Wow. Lots there to give the home some character. And that’s just the tenancy roster. The neighbourhood indeed went though its share of changes over the years while families moved in and out. Harris Street, as mentioned above, became East Georgia in 1915, and a number of neighbouring roads saw names changed – Glen Drive, now home of the famous La Casa Gelato, was intially called Boundary Avenue; Frances Street, named for the Anglican nun who opened one of Vancouver’s first hospitals and social service centres, St Luke’s; Union Street – this replacing Barnard Street for no other reason than it was often mis-heard as Burrard. And what we now know as Princess Street originally having been called Dupont, that name dropped to shake the reputation Dupont had as a sex-workers’ stroll.

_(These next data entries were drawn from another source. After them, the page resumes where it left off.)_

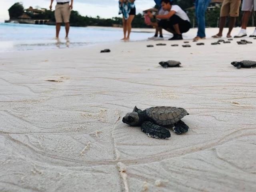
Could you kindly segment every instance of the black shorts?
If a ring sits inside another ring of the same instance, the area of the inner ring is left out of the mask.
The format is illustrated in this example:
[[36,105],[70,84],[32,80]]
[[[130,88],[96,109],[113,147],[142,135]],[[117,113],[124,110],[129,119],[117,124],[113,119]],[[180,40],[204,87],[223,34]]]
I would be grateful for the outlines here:
[[129,15],[135,15],[136,14],[136,8],[134,8],[131,9]]
[[186,33],[191,28],[191,25],[188,21],[183,20],[177,15],[174,15],[169,20],[162,19],[158,23],[158,26],[168,31],[168,29],[174,30],[174,25],[179,24],[181,33]]

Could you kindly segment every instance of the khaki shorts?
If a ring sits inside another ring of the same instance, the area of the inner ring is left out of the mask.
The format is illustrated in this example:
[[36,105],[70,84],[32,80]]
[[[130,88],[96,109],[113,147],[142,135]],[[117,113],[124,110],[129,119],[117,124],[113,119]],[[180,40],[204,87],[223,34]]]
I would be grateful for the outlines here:
[[242,10],[252,11],[254,7],[254,11],[256,11],[256,0],[244,0],[242,5]]
[[239,16],[240,4],[241,0],[224,0],[220,10],[220,16],[226,17],[229,15],[233,17]]
[[69,3],[56,5],[54,12],[56,22],[62,23],[64,21],[64,23],[69,23],[71,11]]

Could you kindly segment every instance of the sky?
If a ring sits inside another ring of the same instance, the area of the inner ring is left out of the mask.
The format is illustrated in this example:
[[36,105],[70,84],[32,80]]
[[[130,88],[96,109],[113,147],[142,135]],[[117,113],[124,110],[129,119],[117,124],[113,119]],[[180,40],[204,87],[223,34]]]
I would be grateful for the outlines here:
[[[28,8],[39,6],[49,9],[50,0],[0,0],[0,22],[9,19],[8,9],[17,2],[22,2],[23,6]],[[73,9],[78,11],[83,16],[96,17],[98,15],[102,18],[112,18],[118,16],[118,0],[74,0]],[[54,4],[56,4],[54,0]],[[136,0],[135,5],[137,12],[150,8],[155,5],[153,0]]]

There was the streetcar, as I’ve mentioned. And a firehouse, just a few blocks away at Keefer and Vernon. And it was, from, the start a neighbourhood that mixed residential homes with light industry, an area of working class folks and working class homes. A diverse neighbourhood, peopled by immigrants from China, Russia, Italy, Japan, by seamstresses and housewives, workers on ships and workers in lumbercamps, railway workers, cooks, and the often-unemployed.
This was the neighborhood where crowds attacked Chinese workers in 1907. This is the neighbourhood where Hogan’s Alley housed a vibrant black community until it was razed with the construction of the second Georgia Viaduct in 1970. This was the neighbourhood where the Industrial Workers of the World, the Wobblies, held free speech fights in 1909 and 1910, refusing to shut up for cops or capital. It’s the neighbourhood where militant moms blockaded railway cars, where sex workers demanded and demand still spaces free from police harassment, where anarchists and punk rockers make their squats, where kids still play hockey in the street with whatever bits of wood are handy and whatever best approximates a puck.
It was my neighbourhood. And always will be, somehow. But I appreciated it, loved it, understood it, on a whole other level after taking a read through the history of that one house. And y’know, Vancouver’s full of them. The East Side, especially, is full of them. And each is full of its own set of stories, and holds somewhere its own mapbook to our past.
Just a house. But sometimes that’s enough.
interesting article..my Father was a Civil Engineer when the family came from Britain..he worked on the Viaduct and returned to England to escort his finance to Vancouver – war broke out when he was on the Atlantic. Ever hear of the Bute Street Hospital??? – think it burned down several years ago.
It was my place of arrival in Vancouver in 1927…Great to have history of my ‘home town’..b
Nice article found your site searching in yahoo I think you could have taken a more neutral view.